Aposentado da função pública desde o dia 1 de junho de 2013, José Manuel Romãozinho mantém a atividade médica no setor privado. “Gosto muito de fazer consultas: o contacto com o doente é, para mim, fundamental”, assegura, apontando, a este propósito, a sua preocupação “para os condicionamentos temporais impostos, particularmente no ambulatório do serviço público, à singular relação médico-doente, nos últimos tempos já contaminada pela interposição do computador e o uso sistemático de algoritmos informáticos, com evidente prejuízo na qualidade da abordagem holística e compassiva que cada enfermo requer e exige”.
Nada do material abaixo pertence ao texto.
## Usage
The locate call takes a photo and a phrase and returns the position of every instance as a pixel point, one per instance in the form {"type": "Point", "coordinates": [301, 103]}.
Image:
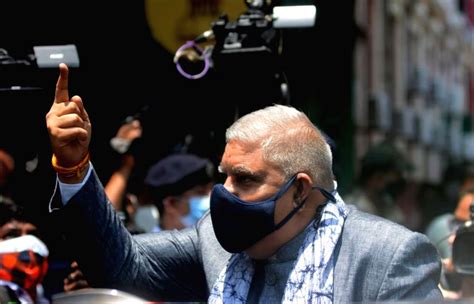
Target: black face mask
{"type": "Point", "coordinates": [239, 224]}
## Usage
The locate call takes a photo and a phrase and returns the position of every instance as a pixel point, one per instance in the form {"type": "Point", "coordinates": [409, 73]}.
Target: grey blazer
{"type": "Point", "coordinates": [376, 260]}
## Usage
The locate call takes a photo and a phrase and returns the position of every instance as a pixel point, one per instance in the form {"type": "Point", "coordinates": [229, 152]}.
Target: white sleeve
{"type": "Point", "coordinates": [68, 190]}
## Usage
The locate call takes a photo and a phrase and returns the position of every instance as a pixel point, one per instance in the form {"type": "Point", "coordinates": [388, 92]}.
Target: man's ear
{"type": "Point", "coordinates": [304, 184]}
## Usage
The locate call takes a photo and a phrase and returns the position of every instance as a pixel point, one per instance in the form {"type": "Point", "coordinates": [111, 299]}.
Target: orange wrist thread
{"type": "Point", "coordinates": [70, 171]}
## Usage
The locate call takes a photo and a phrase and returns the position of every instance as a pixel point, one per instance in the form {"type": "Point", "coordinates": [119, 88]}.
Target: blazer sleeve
{"type": "Point", "coordinates": [414, 271]}
{"type": "Point", "coordinates": [158, 266]}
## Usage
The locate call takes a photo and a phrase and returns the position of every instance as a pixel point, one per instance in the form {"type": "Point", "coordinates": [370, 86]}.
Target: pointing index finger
{"type": "Point", "coordinates": [62, 91]}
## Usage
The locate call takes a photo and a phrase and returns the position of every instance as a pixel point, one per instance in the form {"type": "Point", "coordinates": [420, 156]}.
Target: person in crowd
{"type": "Point", "coordinates": [179, 185]}
{"type": "Point", "coordinates": [277, 230]}
{"type": "Point", "coordinates": [23, 256]}
{"type": "Point", "coordinates": [441, 231]}
{"type": "Point", "coordinates": [380, 179]}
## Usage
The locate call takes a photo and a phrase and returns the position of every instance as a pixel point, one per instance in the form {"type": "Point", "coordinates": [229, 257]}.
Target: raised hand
{"type": "Point", "coordinates": [68, 124]}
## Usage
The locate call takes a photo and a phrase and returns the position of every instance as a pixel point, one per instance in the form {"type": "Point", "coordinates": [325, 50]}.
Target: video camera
{"type": "Point", "coordinates": [463, 246]}
{"type": "Point", "coordinates": [253, 40]}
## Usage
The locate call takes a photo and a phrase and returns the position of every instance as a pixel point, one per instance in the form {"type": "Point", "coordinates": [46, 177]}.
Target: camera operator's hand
{"type": "Point", "coordinates": [69, 127]}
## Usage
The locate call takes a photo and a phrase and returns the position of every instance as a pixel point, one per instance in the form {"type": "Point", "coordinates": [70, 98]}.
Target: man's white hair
{"type": "Point", "coordinates": [288, 140]}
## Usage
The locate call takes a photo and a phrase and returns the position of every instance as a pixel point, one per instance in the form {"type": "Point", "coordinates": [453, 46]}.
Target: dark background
{"type": "Point", "coordinates": [123, 68]}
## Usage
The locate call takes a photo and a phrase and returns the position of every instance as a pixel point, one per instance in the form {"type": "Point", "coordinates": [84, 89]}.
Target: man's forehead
{"type": "Point", "coordinates": [240, 169]}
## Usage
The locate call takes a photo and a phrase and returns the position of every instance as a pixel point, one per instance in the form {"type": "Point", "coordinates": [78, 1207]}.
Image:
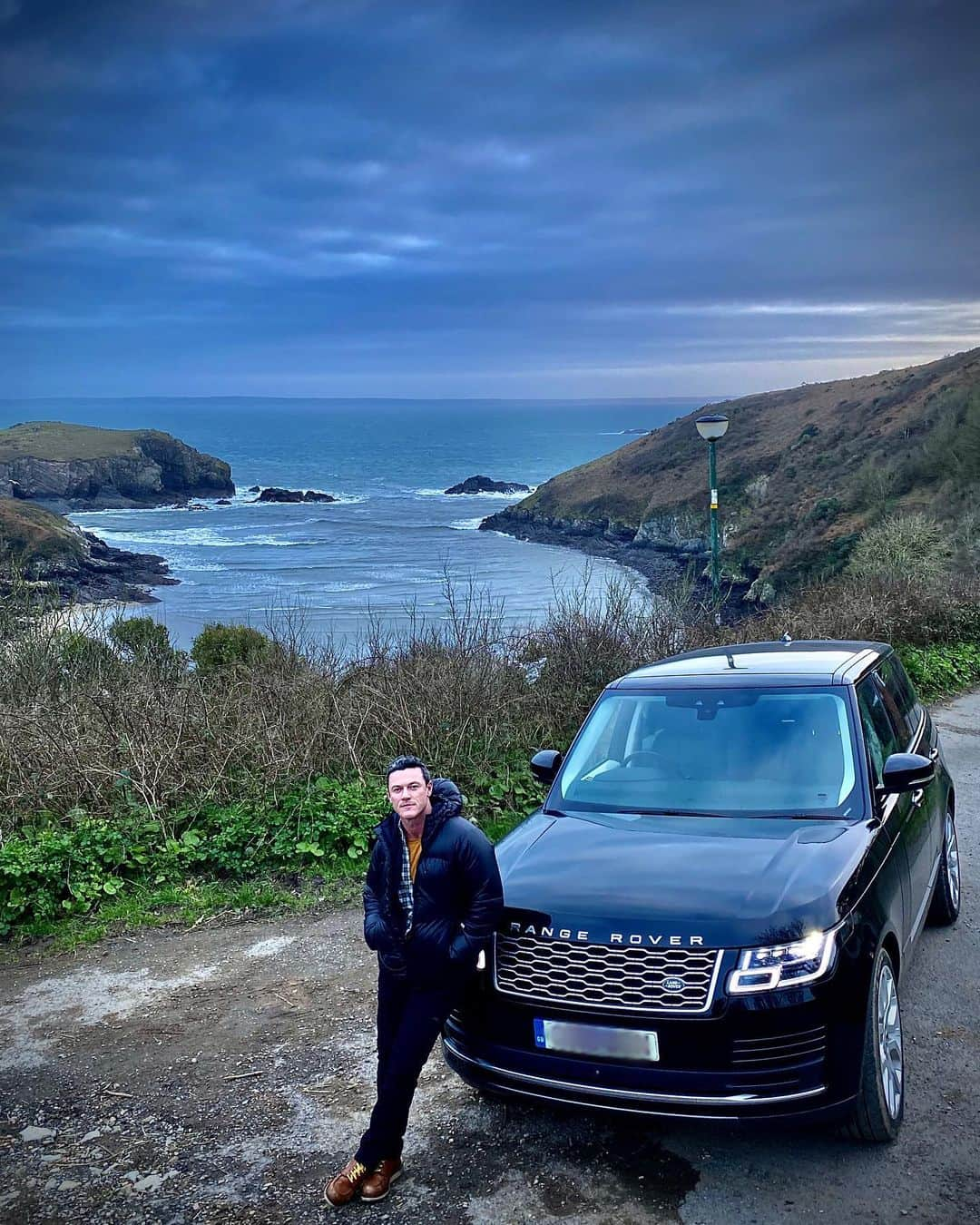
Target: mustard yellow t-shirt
{"type": "Point", "coordinates": [414, 854]}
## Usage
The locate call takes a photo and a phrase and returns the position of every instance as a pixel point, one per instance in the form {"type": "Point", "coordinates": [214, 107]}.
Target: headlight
{"type": "Point", "coordinates": [784, 965]}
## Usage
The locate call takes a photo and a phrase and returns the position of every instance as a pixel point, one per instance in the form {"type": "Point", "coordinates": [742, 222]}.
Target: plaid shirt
{"type": "Point", "coordinates": [406, 896]}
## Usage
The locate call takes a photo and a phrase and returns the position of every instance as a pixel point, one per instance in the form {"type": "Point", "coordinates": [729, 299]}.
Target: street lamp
{"type": "Point", "coordinates": [712, 426]}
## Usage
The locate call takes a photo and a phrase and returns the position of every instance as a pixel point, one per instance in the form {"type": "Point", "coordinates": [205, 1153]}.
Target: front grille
{"type": "Point", "coordinates": [601, 976]}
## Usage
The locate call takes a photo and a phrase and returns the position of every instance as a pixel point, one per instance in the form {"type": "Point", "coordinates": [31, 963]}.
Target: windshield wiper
{"type": "Point", "coordinates": [669, 812]}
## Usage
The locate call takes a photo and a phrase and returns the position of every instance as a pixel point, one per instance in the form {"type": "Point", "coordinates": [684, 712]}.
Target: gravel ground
{"type": "Point", "coordinates": [220, 1073]}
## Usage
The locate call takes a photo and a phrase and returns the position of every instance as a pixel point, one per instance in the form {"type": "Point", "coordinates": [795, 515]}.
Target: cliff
{"type": "Point", "coordinates": [41, 546]}
{"type": "Point", "coordinates": [81, 468]}
{"type": "Point", "coordinates": [800, 475]}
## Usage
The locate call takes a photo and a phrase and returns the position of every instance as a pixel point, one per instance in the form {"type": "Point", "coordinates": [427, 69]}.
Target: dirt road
{"type": "Point", "coordinates": [220, 1073]}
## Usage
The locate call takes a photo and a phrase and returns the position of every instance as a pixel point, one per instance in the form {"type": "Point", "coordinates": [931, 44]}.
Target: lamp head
{"type": "Point", "coordinates": [712, 426]}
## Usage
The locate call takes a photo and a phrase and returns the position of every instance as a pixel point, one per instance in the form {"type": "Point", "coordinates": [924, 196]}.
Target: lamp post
{"type": "Point", "coordinates": [712, 426]}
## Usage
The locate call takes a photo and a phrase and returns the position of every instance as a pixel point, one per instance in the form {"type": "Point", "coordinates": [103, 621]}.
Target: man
{"type": "Point", "coordinates": [431, 900]}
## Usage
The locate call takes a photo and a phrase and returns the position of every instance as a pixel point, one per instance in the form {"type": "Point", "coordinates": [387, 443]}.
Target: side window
{"type": "Point", "coordinates": [879, 732]}
{"type": "Point", "coordinates": [899, 696]}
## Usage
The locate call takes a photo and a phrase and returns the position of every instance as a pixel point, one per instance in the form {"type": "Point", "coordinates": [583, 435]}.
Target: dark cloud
{"type": "Point", "coordinates": [471, 198]}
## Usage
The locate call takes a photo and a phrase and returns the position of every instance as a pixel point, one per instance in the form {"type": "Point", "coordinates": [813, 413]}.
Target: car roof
{"type": "Point", "coordinates": [816, 662]}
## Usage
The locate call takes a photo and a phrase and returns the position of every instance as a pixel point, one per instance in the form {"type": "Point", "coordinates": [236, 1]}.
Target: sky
{"type": "Point", "coordinates": [450, 199]}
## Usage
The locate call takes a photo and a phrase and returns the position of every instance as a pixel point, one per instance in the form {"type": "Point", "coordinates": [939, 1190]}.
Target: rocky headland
{"type": "Point", "coordinates": [39, 546]}
{"type": "Point", "coordinates": [66, 467]}
{"type": "Point", "coordinates": [801, 473]}
{"type": "Point", "coordinates": [486, 485]}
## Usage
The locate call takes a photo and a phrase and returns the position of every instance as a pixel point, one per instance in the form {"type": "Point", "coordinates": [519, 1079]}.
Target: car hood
{"type": "Point", "coordinates": [732, 882]}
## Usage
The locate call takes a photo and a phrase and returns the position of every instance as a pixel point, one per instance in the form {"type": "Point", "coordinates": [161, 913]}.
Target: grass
{"type": "Point", "coordinates": [182, 906]}
{"type": "Point", "coordinates": [28, 533]}
{"type": "Point", "coordinates": [60, 441]}
{"type": "Point", "coordinates": [193, 900]}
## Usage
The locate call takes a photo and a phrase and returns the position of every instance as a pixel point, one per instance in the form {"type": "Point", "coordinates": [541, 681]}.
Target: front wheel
{"type": "Point", "coordinates": [945, 908]}
{"type": "Point", "coordinates": [881, 1095]}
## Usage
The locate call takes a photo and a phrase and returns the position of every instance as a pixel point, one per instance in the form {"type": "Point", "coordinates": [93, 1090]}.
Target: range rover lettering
{"type": "Point", "coordinates": [712, 912]}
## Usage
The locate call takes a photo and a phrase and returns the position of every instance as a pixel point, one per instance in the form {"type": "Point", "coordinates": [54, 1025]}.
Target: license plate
{"type": "Point", "coordinates": [602, 1040]}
José Manuel Romãozinho afirma ter uma “vida rica”, e podemos assegurar que é, no mínimo, preenchida. Além de todos os cargos já elencados, a estes juntou-se ainda, por exemplo, o voluntariado na Liga Portuguesa Contra o Cancro da Região Centro, durante oito anos, “a convite do Professor Carlos Oliveira”, à data presidente da liga. “Dediquei-me, sobretudo, à área da Educação para a Saúde, que considero crucial, já que existe um grande nível de iliteracia sanitária no povo português. Acho fundamental a Educação para a Saúde começar logo na infância, para que seja possível haver uma diminuição sustentada das taxas de incidência e mortalidade oncológicas”, comenta.
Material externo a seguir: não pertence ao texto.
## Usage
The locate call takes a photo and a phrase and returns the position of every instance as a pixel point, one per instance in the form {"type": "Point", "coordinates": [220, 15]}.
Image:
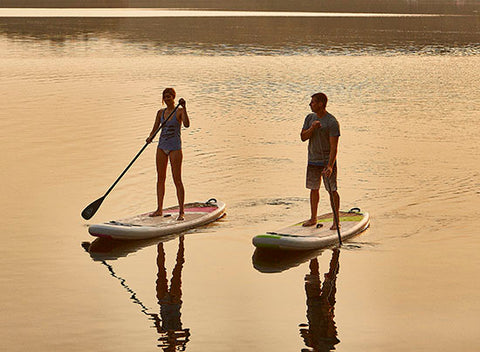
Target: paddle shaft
{"type": "Point", "coordinates": [141, 151]}
{"type": "Point", "coordinates": [90, 210]}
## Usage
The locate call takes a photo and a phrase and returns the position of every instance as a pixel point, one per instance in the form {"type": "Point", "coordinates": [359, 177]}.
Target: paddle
{"type": "Point", "coordinates": [92, 208]}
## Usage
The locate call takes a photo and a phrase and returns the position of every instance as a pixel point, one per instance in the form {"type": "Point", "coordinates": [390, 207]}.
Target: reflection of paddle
{"type": "Point", "coordinates": [91, 209]}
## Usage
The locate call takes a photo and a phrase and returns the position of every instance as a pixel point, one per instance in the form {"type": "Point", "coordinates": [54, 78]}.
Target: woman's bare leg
{"type": "Point", "coordinates": [176, 158]}
{"type": "Point", "coordinates": [162, 161]}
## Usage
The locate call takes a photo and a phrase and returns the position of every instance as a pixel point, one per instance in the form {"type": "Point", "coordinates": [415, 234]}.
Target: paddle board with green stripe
{"type": "Point", "coordinates": [298, 237]}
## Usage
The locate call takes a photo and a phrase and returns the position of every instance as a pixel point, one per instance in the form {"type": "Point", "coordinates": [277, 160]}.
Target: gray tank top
{"type": "Point", "coordinates": [170, 134]}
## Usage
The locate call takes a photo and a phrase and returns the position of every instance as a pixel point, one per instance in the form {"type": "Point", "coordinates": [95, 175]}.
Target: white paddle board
{"type": "Point", "coordinates": [298, 237]}
{"type": "Point", "coordinates": [143, 226]}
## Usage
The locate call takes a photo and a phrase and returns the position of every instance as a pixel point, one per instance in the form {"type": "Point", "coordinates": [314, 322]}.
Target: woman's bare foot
{"type": "Point", "coordinates": [310, 222]}
{"type": "Point", "coordinates": [155, 213]}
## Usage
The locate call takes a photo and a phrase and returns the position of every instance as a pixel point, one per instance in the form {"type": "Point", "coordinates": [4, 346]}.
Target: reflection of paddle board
{"type": "Point", "coordinates": [270, 261]}
{"type": "Point", "coordinates": [143, 226]}
{"type": "Point", "coordinates": [297, 237]}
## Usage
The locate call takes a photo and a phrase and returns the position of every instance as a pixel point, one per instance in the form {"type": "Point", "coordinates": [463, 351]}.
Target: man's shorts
{"type": "Point", "coordinates": [314, 176]}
Hoje, e a par da referida prática clínica no setor privado, dedica-se igualmente à gestão da Casa Agrícola herdada dos avós maternos, tendo sempre presente o ditado de que "terra não mais se fabrica" e o respeito pela conservação do meio ambiente. Garante, para além disso, "a minha realização é agora, de certa maneira, um ato diferido: quero, sobretudo, ajudar os meus netos a realizarem-se". Com este fito, pretende transmitir-lhes alguma da sua experiência de vida e ajudá-los a desenvolverem as suas aptidões e capacidades.
Sobre o futuro, José Manuel Romãozinho é pragmático. “Sou católico; por isso, só peço a Deus que me dê mais uns anos de bem-estar físico e que mantenha, sobretudo, a minha integridade psíquica… Penso que é isso: só peço saúde para continuar a fazer aquilo de que gosto”, sintetiza.